The first level of GFWC membership is national. The Executive Committee and Board of Directors are considered members on a national scale. GFWC members involved with these directorial committees are chosen by the GFWC International President at the beginning of her two year administration. During her administration, the GFWC International President lives at GFWC International Headquarters in Washington, D.C.
Following the national level is the regional level. GFWC consists of eight Regions:
- Great Lakes Region (Illinois, Indiana, Michigan, Ohio, Wisconsin)
- Middle Atlantic Region (Delaware, New Jersey, New York, Pennsylvania)

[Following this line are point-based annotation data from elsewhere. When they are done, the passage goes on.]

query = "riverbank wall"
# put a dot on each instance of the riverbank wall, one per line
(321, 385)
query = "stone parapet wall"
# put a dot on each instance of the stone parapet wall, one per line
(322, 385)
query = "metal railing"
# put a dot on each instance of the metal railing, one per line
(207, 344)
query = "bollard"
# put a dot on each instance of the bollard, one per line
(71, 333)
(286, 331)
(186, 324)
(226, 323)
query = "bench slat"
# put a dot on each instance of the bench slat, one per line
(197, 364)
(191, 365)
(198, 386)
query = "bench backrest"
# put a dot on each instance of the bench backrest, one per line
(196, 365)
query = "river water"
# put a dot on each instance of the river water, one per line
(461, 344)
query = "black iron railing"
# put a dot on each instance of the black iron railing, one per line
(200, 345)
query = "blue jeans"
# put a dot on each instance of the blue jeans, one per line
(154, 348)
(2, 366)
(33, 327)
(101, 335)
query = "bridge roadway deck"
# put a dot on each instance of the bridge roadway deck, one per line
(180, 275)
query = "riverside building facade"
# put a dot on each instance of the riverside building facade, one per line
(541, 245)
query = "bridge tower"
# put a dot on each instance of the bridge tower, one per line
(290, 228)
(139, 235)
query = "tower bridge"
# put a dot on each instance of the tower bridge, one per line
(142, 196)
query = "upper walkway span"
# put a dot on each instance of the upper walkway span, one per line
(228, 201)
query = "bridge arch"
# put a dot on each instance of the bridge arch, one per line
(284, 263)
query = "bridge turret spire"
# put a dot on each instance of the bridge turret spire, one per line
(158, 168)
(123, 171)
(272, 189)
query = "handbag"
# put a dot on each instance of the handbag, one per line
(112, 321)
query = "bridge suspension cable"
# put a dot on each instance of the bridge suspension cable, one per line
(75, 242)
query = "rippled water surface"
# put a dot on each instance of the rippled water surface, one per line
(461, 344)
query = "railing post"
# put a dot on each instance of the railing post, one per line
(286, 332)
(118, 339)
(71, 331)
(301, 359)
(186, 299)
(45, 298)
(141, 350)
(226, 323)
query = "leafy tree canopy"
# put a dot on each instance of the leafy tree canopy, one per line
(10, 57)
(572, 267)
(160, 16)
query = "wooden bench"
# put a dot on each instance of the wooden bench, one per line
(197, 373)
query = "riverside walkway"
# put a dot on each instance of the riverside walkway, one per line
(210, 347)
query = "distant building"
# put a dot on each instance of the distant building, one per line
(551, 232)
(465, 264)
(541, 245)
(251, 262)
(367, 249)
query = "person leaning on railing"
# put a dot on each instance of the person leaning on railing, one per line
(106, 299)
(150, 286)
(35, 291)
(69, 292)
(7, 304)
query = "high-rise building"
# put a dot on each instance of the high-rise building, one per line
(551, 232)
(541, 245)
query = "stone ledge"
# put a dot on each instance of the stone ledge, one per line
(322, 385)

- Mississippi Valley Region (Iowa, Kansas, Minnesota, Missouri, Nebraska, North Dakota, South Dakota)
- New England Region (Connecticut, Maine, Massachusetts, New Hampshire, Rhode Island, Vermont)

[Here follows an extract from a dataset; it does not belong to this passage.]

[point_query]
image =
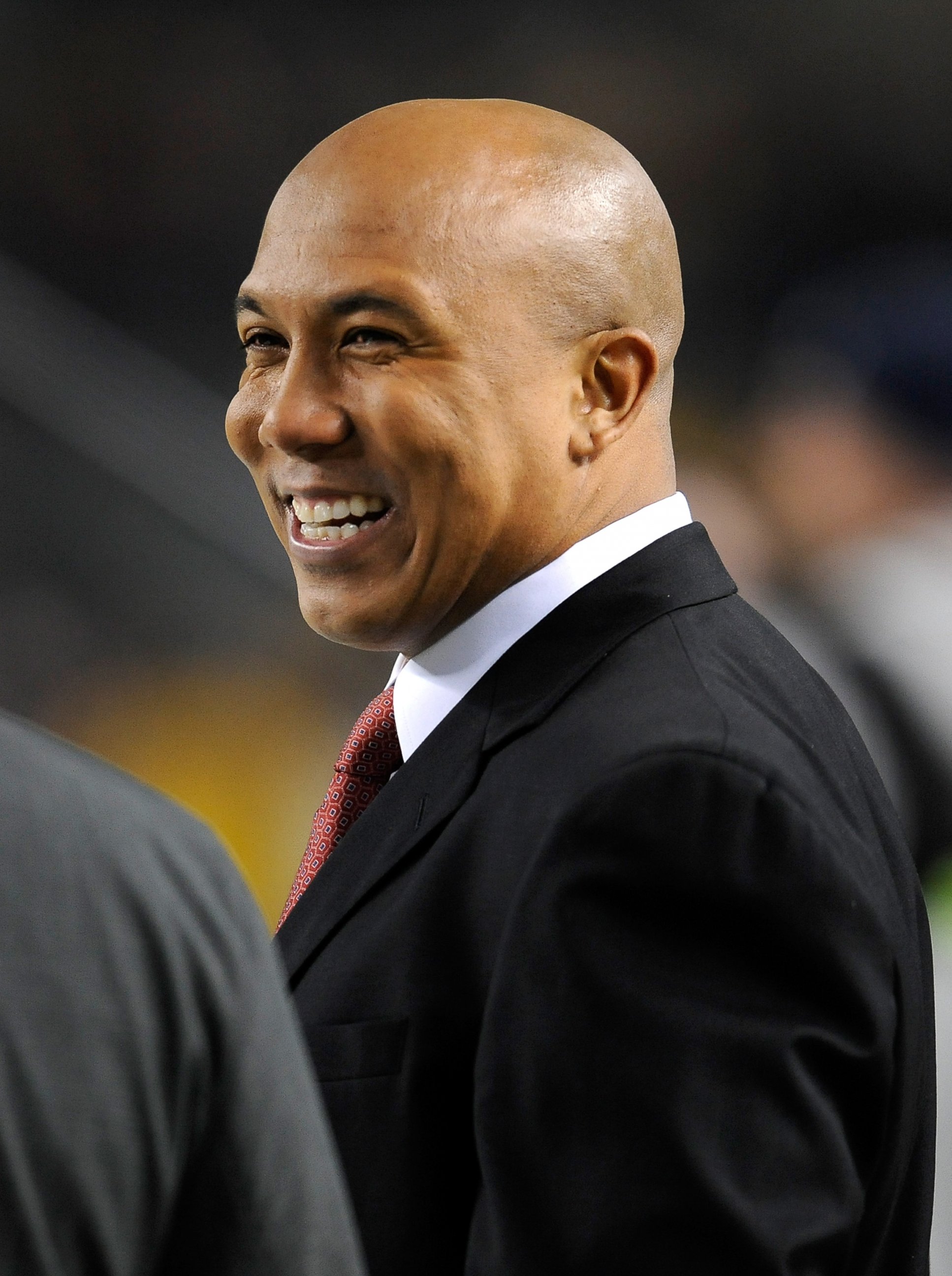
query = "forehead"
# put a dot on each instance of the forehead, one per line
(437, 249)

- South Central Region (Arizona, Arkansas, Louisiana, New Mexico, Oklahoma, Texas)
- Southeastern Region (Kentucky, Maryland, North Carolina, Tennessee, Virginia, West Virginia)
- Southern Region (Alabama, Florida, Georgia, Mississippi, South Carolina)
- Western States Region (Alaska, California, Colorado, Hawaii, Idaho, Montana, Nevada, Oregon, Utah, Washington, Wyoming)
The next organizational level is state. GFWC has members in each of the 50 states.
County and district levels follow the state level. These two Federation categories vary from state to state; some states choose not to have county and district levels, whereas other states contain multiple counties and districts.
The sixth organizational level of GFWC is local. GFWC is comprised of thousands of local clubs; each club elects officers and works independently on various projects in their community. It is the local level which most embodies the GFWC motto "Unity in Diversity". GREEN VALLEY WOMAN'S CLUB is one of the local clubs in the state of Nevada.
GFWC's emblem depicts a circular band signifying eternity. In the center of the circular band, the crusader's shield emerges from a darkened world (represented by the field of darkness), which represents enlightenment. The enameled colors - red, white, and blue - are the colors of the United States of America. The red implies courage, the white equals purity and the blue stands for constancy.